Sebelum mengajar sudah disiapkan, baik Silabus, RPP. Metode Pembelajaran,
termasuk Media Pembelajarannya pun sudah diatur sedemikian rupa. Ulangan sesuai
dengan ketentuan, nilai dimasukan, ada tugas diperiksa dan masuk pada agenda
guru/ administrasi guru, sehingga nilai pada raport adalah nilai kemampuan
siswa, dengan pertimbangan sikap anak didik.
2.    Tipe
Asal Masuk
Secara kehadirannya jarang, bahkan
ketika kepala sekolahnya banyak keperluan di luar, justru itu yang menjadi
kesenangannya. Dia akan merasakan bebas tanpa ada tekanan, sebab dia bisa
melakukan hal lain selain mengajar, padahal saat itu ada jam pelajaran.
3.    Tipe
Terima Gaji
Kehadirannya sudah dipastikan saat
tanggal muda, atau saat ada kegiatan sekolah yang kemungkinan ada uangnya.
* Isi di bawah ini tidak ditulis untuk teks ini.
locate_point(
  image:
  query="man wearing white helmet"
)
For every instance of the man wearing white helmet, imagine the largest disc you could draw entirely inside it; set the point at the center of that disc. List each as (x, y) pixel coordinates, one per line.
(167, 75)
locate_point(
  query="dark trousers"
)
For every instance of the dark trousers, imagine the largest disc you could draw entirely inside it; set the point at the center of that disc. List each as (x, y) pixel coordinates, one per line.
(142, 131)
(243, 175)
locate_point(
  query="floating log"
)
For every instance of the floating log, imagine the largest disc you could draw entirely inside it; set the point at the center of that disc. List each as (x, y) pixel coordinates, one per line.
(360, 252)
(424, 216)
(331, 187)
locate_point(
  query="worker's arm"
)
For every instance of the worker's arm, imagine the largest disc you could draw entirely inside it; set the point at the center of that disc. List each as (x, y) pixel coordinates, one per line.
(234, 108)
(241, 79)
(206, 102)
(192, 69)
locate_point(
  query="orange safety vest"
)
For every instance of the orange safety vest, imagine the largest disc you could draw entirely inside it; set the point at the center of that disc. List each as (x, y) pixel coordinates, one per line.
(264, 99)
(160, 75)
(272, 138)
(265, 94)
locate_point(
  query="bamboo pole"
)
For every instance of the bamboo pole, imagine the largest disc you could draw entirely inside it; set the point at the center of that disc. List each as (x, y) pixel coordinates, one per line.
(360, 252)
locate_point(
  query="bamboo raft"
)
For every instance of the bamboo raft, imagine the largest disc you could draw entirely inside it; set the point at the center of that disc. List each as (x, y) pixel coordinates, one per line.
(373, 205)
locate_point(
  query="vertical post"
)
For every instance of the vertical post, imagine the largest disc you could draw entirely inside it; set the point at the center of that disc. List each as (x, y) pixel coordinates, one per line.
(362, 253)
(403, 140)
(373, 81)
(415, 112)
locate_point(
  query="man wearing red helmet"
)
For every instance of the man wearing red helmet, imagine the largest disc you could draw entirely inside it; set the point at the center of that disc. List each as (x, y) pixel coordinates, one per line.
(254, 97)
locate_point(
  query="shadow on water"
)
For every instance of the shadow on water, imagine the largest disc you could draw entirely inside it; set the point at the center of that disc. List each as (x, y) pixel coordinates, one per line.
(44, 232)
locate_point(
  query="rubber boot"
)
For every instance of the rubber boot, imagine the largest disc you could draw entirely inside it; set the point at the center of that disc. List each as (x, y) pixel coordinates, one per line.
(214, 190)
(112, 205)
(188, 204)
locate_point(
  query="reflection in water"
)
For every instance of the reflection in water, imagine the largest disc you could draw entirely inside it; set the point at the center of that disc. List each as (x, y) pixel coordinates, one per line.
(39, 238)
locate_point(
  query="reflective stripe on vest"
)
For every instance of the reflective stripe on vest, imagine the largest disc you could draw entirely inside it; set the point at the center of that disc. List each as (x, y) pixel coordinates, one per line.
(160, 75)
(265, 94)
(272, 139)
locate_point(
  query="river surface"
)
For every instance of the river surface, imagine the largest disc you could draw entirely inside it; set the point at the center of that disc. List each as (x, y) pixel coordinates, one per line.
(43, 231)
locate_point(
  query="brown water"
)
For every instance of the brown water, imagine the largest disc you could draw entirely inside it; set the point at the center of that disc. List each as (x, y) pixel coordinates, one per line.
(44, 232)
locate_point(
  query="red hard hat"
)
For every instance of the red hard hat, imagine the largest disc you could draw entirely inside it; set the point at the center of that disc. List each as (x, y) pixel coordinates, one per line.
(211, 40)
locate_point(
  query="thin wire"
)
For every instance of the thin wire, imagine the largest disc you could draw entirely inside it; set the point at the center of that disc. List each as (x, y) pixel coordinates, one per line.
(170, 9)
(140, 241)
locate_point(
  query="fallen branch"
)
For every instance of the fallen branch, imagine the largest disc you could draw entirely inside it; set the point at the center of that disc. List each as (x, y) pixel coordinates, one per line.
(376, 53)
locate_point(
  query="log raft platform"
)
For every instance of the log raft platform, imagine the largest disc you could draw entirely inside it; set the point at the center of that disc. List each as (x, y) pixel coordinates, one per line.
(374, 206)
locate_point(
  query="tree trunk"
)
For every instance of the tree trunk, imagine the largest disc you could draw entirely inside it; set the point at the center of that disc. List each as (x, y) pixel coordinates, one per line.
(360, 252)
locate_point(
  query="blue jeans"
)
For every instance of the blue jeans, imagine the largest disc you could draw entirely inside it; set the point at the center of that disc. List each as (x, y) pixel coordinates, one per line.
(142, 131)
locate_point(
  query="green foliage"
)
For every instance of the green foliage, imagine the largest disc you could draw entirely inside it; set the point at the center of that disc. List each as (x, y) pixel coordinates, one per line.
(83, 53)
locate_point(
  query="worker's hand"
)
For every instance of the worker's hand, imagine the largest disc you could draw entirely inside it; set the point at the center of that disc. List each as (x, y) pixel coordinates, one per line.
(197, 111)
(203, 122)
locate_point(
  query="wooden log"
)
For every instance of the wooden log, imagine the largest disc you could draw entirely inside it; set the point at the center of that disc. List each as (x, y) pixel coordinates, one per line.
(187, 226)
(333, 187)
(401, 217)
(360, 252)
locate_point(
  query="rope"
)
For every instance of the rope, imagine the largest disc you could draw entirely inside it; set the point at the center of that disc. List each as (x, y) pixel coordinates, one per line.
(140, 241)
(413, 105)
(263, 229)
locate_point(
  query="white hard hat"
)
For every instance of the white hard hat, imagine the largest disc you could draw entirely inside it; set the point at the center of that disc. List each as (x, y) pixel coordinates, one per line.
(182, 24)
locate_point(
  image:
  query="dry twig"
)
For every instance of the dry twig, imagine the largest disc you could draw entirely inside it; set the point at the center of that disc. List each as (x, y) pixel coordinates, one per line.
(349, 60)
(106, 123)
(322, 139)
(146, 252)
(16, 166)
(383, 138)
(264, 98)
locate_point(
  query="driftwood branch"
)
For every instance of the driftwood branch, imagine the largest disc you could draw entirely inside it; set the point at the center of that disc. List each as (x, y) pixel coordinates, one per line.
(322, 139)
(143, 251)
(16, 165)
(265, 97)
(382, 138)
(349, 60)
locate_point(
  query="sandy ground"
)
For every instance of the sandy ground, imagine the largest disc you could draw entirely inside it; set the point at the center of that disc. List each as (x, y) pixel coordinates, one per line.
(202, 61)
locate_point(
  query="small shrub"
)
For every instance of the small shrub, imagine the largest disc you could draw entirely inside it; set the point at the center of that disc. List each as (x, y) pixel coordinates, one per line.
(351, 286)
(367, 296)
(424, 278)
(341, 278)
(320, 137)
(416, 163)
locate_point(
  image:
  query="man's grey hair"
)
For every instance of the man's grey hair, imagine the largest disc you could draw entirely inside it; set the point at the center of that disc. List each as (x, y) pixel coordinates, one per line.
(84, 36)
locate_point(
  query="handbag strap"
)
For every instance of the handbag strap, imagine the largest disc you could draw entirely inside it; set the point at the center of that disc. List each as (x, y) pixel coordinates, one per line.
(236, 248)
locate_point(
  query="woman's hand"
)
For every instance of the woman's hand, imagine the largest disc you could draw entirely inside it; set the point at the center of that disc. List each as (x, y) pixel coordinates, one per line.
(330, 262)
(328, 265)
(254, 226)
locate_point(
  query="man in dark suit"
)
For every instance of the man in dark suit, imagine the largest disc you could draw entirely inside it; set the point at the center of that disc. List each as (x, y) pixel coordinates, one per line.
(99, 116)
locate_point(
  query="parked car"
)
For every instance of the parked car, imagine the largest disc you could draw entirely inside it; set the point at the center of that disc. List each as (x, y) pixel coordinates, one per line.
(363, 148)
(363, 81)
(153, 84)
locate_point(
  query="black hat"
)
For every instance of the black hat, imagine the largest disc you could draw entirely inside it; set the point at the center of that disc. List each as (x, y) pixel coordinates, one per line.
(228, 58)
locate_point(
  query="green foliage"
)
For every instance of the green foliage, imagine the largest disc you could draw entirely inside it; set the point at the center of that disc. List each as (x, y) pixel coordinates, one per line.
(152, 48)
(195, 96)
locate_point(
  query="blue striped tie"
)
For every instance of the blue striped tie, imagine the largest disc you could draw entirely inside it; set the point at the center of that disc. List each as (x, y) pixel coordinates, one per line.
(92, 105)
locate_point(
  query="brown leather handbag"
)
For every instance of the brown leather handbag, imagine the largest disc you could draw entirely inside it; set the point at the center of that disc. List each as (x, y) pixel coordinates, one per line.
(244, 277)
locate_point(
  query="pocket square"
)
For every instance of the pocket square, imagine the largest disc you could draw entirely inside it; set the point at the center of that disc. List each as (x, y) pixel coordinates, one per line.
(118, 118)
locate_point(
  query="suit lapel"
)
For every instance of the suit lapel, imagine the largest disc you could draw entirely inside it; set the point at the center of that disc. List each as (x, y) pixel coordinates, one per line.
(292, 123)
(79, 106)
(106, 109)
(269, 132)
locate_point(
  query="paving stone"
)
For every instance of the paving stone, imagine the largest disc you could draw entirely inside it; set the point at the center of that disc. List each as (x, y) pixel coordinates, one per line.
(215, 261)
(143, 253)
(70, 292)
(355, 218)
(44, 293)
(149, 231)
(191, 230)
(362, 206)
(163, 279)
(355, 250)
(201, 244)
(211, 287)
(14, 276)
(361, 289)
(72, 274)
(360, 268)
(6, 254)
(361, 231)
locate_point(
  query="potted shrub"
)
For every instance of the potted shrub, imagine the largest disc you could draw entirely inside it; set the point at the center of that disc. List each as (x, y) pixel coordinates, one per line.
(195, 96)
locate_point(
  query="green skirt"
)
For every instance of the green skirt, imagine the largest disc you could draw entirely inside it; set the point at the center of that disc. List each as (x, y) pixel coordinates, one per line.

Jika
kegiatan di sekolahnya kegiatan organisasi, eskul yang tidak ada uangnya, dia
tidak akan mau hadir, bahkan tidak akan memperdulikannya, namun saat ada
kegiatan yang mengeluarkan uang besar dari bendahara sekolah atau orang tua
siswa maka tipe seperti ini akan muncul, mungkin lebih kasarnya tipe guru
“proyek”.
Semoga hal tersebut
dapat memberikan masukan kepada diri kita agar mampu bermuhasabah, untuk
kebaikan dunia pendidikan ke depannya.